Did LLMs kill anonymity?
no proof
This paper just dropped. Some ETH Zurich researchers built an AI pipeline that managed to classify 68% of HN users’ real identities based on their posts — at only 1-4$ per profile:
We show that large language models can be used to perform at-scale deanonymization. With full Internet access, our agent can re-identify Hacker News users and Anthropic Interviewer participants at high precision, given pseudonymous online profiles and conversations alone, matching what would take hours for a dedicated human investigator. We then design attacks for the closed-world setting. Given two databases of pseudonymous individuals, each containing unstructured text written by or about that individual, we implement a scalable attack pipeline that uses LLMs to: (1) extract identity-relevant features, (2) search for candidate matches via semantic embeddings, and (3) reason over top candidates to verify matches and reduce false positives. Compared to prior deanonymization work (e.g., on the Netflix prize) that required structured data or manual feature engineering, our approach works directly on raw user content across arbitrary platforms. We construct three datasets with known ground-truth data to evaluate our attacks. The first links Hacker News to LinkedIn profiles, using cross-platform references that appear in the profiles. Our second dataset matches users across Reddit movie discussion communities; and the third splits a single user's Reddit history in time to create two pseudonymous profiles to be matched. In each setting, LLM-based methods substantially outperform classical baselines, achieving up to 68% recall at 90% precision compared to near 0% for the best non-LLM method. Our results show that the practical obscurity protecting pseudonymous users online no longer holds and that threat models for online privacy need to be reconsidered.
This is their pipeline:
There’s a catch, of course. The set of users they selected were ones who already had linkedin profiles attached — but they removed the profile + links from the data before they ran them through the classifier. So the analysis isn’t contaminated, but it is vulnerable to selection bias: people with linkedin profiles in their bios are certainly much more likely to disclose other information in their posts.

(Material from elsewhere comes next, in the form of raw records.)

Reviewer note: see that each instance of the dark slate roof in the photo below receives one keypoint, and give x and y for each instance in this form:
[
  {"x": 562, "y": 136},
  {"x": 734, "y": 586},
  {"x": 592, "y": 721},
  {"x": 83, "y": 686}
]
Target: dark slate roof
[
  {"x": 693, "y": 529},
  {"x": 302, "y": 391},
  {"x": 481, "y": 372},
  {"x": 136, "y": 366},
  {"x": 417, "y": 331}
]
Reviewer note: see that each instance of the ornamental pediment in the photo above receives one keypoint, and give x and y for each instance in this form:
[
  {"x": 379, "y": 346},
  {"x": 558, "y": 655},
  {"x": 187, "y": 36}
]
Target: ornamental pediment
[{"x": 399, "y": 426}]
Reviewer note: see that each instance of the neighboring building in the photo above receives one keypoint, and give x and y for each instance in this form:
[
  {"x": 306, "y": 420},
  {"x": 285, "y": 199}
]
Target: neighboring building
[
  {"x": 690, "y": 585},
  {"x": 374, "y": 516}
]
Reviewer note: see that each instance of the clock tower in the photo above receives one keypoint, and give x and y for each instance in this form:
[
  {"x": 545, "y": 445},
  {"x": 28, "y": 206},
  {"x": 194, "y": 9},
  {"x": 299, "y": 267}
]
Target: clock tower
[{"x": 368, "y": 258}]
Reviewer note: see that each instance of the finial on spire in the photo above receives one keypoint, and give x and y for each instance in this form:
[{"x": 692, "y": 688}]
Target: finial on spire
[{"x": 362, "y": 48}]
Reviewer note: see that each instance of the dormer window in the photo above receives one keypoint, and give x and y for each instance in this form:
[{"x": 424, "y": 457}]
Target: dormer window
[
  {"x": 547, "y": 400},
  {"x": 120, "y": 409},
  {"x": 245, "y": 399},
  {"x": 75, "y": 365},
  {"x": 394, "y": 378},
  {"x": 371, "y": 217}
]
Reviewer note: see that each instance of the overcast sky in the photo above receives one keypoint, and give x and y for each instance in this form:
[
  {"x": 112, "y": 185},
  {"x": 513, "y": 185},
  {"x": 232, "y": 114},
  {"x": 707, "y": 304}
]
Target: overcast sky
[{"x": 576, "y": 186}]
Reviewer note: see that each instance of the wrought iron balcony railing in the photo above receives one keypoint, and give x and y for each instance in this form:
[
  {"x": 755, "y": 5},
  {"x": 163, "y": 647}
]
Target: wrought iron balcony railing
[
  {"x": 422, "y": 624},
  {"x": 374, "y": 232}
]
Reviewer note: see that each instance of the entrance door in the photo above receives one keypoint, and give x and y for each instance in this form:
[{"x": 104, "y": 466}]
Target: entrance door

Hacker News → LinkedIn. We collect 338 Hacker News (HN) users who linked a LinkedIn profile in their publiclyvisible HN bio, providing verified real-world identities as ground truth. We first summarize each user’s HN activity (comments and stories) into a structured profile. Then we create a search prompt and anonymize it (see Appendix A for details), and pass it to the agent. The agent correctly identifies 226 of 338 targets (67%) at 90% precision (95% CI: 86–93%; 25 incorrect identifications, 86 abstentions).
When the model sorted through 125 interviews with scientists, it could only identify 9 of the 33 (33, presumably because they didn’t pass in all 125) subjects from the interview:
Anthropic Interviewer transcripts. Anthropic publicly released transcripts of 125 AI-conducted interviews with scientists [2, 15], in which participants described their use of AI in their research. The transcripts were partially redacted for participant privacy. Li [19] showed that LLM agents with web search can match project descriptions in these transcripts to published papers; specifically, they use a task decomposition approach [17] to bypass safeguards by breaking the attack down into individual benign tasks. They eventually ran their attack on 24 scientists conversations and recovered 6 identities. We attack the same dataset with our pipeline, without task decomposition. Concretely, we construct profiles from transcripts in a similar way as we do for Hacker News and Reddit users; and then run the agentic search on 33 scientists that talked about their past research in the transcripts. The agent correctly identifies 9 out of 33 scientists at 82% precision (2 wrong, 22 refusals or abstentions). Here, we are uncertain about the true deanonymization rate, as we have to manually verify the matches. The agent claims to identify 11 scientists; but for 2 out of 11 we notice the transcript contradicts the identified academic profile in some ways.
Will anonymity die?
Probably, at some point. Not through AI agents, in my opinion, which will get easily confused by misdirection, but through data leaks. So much gets leaked every year that, at some point, people are going to start using them to dox people on the internet.
I always found the anonymity debate uninteresting, since the solution I support (your name is whatever you want it to be) is the status quo, I also view this preferred solution as contingent and unstable, so I’m not that invested in it staying that way, though I will be sad to see anonymity go.
If anonymity really does die, then we will find ourselves in an odd place where the only people willing to say interesting stuff on the internet are old, have nothing to lose, are wealthy, and/or are impulsive. Which will be unfortunate for the rest of us, of course, but I’m not convinced that will kill contrarian/anti-establishment sentiment and communities on the internet.